Le système de Boscovich fut rarement appliqué par les savants dans toute sa rigueur : on entend peu parler de sa courbe de forces unique. Au dix-neuvième siècle, Saint-Venant[2] a repris son hypothèse, en la simplifiant. La courbe de Saint-Venant est encore asymptote aux deux axes, mais elle ne coupe plus celle des distances qu’une seule fois. Il est au moins douteux qu’une courbe unique de ce genre puisse rendre compte des diverses actions moléculaires et atomiques qu’on sera obligé de supposer pour expliquer tous les phénomènes observés. Quoi qu’il en soit, la force unique de Saint-Venant n’a pas eu beaucoup plus de succès que celle de son prédécesseur. Néanmoins, les idées de Boscovich ont exercé une influence considérable sur la science, par le fait qu’il a, le premier, résolument dépouillé l’atome d’étendue : en ce sens, tous les physiciens qui se sont dans la suite servis d’atomes-points dérivent de lui.

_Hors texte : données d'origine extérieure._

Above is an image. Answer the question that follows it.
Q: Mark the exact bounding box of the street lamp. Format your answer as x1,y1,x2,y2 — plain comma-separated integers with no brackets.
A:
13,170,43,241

Boscovich n’a d’ailleurs pas manqué d’appuyer son système sur une critique de la théorie corpusculaire fondée sur des considérations relatives à la transmission du mouvement. « Quid autem est impenetrabilitas ista ? Unde fit ut idem spatium bina corpora occupare non possint ? »[3] Cette impénétrabilité ne peut être qu’une force et toute transmission du mouvement doit s’opérer par l’intermé-

  1. Boscovich, l. c., p. 6.
  2. De Saint-Venant. Mémoire sur la question de savoir s’il existe des masses continues, etc. Paris, 1844, p. 9. — Saint-Venant a changé d’opinion plus tard et tenté d’écarter complètement la notion de force. Cf. Padé, Revue générale des sciences, 1905, p. 765.
  3. Boscovich. De viribus vivis dissertatio. Rome, 1745, p. 33.